In the end, a tough job with that club and crowd. He hasn't been great, but the expectations were always difficult, even with the spending. PL spending is so high and top heavy that Villa can spend a lot and still not be very good. Let's face it. If Stevie turned things around, and they got 9th, would people be that impressed? But on the flip, how much can he really achieve there?
It's a tough business for young British coaches in the PL because there aren't enough borderline CL/EL teams around with reasonable expectations to manage and build. The Top 6 (and even outside of it) usually want the biggest names, so you end up with teams like West Ham, Villa, Leicester, and the like being the best options. You get the occasional European run, but that's not always enough to convince.
The step up is just massive. Graham Potter is a great coach, but the question marks are around if he can handle big egos, constantly losing players to international breaks, and mid-week European games. It just doesn't allow for the amount of "coaching time" he can get at Brighton. Klopp's always mentioned the lack of opportunities to work on things given fixture congestion, and that's a part of the challenge of a non-European coach going to a team that demands European football. Rodgers hasn't exactly been able to handle that either, despite outperforming with Leicester for years.
German coaches are in vogue, but that's also due to their league being very competitive beyond Bayern. Both Klopp and Tuchel coached Mainz in Europe (although I think Klopp's was the Fair Play entry) for a bit. Both were able to manage multiple competitions at Dortmund. They were no strangers to the Champions League when they left Bundesliga. Julian Nagelsmann finished 4th with Hoffenheim, lost to us in the CL qualifiers and had a poor EL campaign, but then qualified for CL again before coaching in the CL at Leipzig. It didn't work out for Marco Rose after coaching in the CL with Gladbach as his Dortmund tenure was no good, but it shows a variety of young coaches getting CL experience. You're hardly going to get this at West Ham, Villa, and the like.
Stevie's European experience with Rangers is a plus, but he'd been better off going to a Bayer Leverkusen type team (good young talent with CL qualification ability) than a Villa, but as we know, it's hard for English/British managers to go abroad with the language issues as well.
The best you can hope for is the Lampard route (Chelsea sacked so many managers he ended up high on their list) or the Rodgers route (given an opportunity by Liverpool perhaps earlier than typical and then continuing to build a managerial CV), but even then it's hard. Maybe the Arteta route if there's a good number 2 that could get a chance (but even then that was a stretch by Arsenal).

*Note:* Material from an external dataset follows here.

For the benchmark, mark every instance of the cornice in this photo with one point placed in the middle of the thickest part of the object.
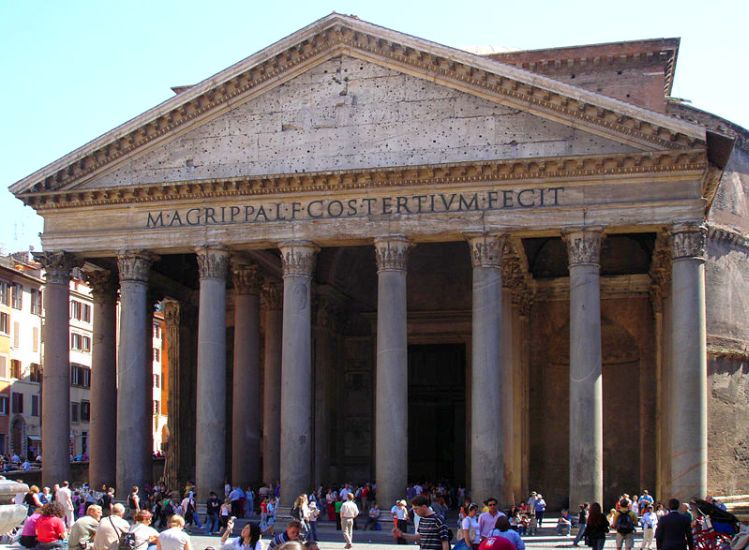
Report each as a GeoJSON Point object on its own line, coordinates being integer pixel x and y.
{"type": "Point", "coordinates": [338, 35]}
{"type": "Point", "coordinates": [502, 171]}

Clubs like Dortmund, Leverkusen, Leipzig, Gladbach, etc can't go and hire Conte or Ancelotti or whatever. But when clubs like Everton are hiring Ancelotti, Spurs hiring Mourinho and Conte, Villa fans demanding Poch, etc, top clubs are rarely going to take a chance on a Steve Cooper (awesome player development), Graham Potter, or the like. Stevie has the reputation and strong track record at the start of his managerial career which could give him more opportunities, but big-spending Villa probably wasn't the right choice. But then again, what PL team would've been?